In realtà Renzi non ha sbagliato perché ha personalizzato un progetto politico, ma perché ha presentato un progetto di personalizzazione del comando. Il plebiscito che ha chiesto agli elettori con il referendum suonava pressappoco così: volete voi dare più potere al leader del partito di maggioranza, cioè a me, eleggendolo direttamente capo del governo con un ballottaggio a due e così tagliando fuori le mediazioni parlamentari, abolendo di fatto una Camera e mandando a casa centinaia di parlamentari? Che ci piaccia
o no, il Paese, a grande maggioranza, ha detto no. Non ha accettato che si costruisse una leadership, mai testata prima in più consone elezioni politiche, usando la Costituzione. E così ha finito con il conservare anche ciò che nella Carta meritava di essere cambiato.

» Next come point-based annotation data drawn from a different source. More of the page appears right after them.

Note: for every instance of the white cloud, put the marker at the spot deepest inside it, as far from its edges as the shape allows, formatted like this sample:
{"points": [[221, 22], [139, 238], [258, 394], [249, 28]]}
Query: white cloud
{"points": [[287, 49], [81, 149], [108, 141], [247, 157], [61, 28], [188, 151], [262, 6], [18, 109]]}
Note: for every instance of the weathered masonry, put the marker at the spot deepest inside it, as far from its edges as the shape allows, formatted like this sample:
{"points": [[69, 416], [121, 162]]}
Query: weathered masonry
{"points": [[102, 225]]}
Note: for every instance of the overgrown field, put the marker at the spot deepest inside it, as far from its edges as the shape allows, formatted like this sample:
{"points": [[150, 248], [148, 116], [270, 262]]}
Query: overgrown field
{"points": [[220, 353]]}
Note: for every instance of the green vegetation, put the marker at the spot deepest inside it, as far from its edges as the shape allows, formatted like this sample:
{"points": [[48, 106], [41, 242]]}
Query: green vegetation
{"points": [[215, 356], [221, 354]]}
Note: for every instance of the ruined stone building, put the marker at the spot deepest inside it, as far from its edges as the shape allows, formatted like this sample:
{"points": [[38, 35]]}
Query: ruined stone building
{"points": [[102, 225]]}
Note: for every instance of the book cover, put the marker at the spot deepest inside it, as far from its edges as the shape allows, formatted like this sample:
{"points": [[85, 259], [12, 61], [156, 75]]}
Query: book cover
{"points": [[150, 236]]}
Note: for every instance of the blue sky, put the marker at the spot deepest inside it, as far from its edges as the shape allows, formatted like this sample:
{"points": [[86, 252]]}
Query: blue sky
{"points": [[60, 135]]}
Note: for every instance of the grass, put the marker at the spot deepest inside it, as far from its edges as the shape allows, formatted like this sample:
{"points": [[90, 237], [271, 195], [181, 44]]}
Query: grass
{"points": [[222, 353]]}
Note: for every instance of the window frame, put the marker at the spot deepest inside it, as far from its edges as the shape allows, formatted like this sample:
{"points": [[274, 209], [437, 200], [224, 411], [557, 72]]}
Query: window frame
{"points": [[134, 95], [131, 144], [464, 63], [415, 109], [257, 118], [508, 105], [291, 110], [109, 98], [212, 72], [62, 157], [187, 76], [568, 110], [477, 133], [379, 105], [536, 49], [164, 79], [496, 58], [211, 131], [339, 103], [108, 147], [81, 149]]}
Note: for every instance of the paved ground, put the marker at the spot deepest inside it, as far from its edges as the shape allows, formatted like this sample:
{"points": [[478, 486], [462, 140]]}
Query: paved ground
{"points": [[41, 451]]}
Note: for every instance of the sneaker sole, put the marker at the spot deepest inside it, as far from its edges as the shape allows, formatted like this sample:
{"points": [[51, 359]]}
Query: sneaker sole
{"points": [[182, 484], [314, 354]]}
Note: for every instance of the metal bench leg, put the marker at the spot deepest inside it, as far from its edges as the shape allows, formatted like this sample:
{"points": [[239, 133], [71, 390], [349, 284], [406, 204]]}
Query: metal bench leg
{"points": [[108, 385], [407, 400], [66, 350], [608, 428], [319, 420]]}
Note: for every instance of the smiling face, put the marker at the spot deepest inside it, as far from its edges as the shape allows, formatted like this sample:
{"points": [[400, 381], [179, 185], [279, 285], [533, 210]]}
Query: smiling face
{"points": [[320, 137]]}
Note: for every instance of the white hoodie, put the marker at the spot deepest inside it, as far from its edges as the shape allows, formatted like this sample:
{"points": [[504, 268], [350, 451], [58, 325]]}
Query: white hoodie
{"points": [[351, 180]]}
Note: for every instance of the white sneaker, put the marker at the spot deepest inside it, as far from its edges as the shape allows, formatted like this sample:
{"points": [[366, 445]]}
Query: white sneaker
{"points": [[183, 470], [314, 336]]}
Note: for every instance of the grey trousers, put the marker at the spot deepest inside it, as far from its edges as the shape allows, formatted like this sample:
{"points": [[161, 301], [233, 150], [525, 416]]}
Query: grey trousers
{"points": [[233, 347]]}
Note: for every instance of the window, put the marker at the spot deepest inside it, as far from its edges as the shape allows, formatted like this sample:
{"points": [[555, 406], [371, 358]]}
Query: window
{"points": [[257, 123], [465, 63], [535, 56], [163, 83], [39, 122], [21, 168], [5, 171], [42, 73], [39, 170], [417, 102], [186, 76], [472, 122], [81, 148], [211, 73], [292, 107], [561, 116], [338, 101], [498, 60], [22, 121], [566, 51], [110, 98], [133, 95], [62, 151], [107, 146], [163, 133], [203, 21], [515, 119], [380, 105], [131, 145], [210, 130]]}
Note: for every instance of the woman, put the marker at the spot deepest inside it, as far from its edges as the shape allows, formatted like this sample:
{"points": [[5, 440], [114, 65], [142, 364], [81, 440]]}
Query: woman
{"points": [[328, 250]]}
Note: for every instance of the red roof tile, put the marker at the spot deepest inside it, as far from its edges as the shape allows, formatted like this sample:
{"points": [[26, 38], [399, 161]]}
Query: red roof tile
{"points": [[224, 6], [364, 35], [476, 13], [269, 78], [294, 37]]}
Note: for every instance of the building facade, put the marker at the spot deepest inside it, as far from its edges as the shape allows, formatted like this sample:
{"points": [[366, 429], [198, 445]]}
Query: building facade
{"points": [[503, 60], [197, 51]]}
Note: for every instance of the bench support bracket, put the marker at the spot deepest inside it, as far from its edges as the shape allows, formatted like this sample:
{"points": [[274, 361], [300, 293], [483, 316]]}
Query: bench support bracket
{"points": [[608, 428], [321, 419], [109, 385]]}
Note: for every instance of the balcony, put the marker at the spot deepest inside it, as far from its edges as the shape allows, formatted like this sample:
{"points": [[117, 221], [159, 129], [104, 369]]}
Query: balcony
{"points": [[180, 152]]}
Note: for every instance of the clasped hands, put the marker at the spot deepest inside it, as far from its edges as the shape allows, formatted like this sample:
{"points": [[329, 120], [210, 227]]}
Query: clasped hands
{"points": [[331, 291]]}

Il risultato del voto andava perciò preso per quello che era, e cioè la bocciatura del disegno di un leader che era tutt’altro che antipatico quando l’ha proposto, anzi, ma forse lo è diventato proprio per quello. Prova ne sia l’affluenza altissima che il referendum ha avuto (e allo stesso modo quello sull’autonomia in Veneto), in contrasto con il crollo della partecipazione nelle elezioni locali: quasi a dire che gli italiani tengono molto di più all’essenziale che alle ginnastiche belliche dei partiti a Ostia o in Emilia.
Se il referendum fosse stato preso sul serio, il Pd non avreb- be commesso l’errore di lasciare al governo, dopo la sconfitta, l’autrice della riforma, Maria Elena Boschi, neanche fornita di quella rilegittimazione che Renzi si è dato con le primarie. Nel suo volto si è così incarnato ciò che restava di quel progetto di personalizzazione del comando, al punto da concentrare su di sé l’impopolarità accumulata dal cerchio di amicizie e sodalizi che sembrava aver tentato, e fallito, la scalata al potere.
Ora Gentiloni dice che Boschi «ha chiarito tutto» sulla vicenda di Banca Etruria. Ovviamente è una bugia, per quanto affettuosa nei confronti del suo sottosegretario. Ma anche al di là delle effettive responsabilità personali dell’ex ministro, è il disegno politico di cui è stata il simbolo che è morto e sepolto. Prima se ne accorge il Pd e meglio sarà per lui. Se non è già troppo tardi.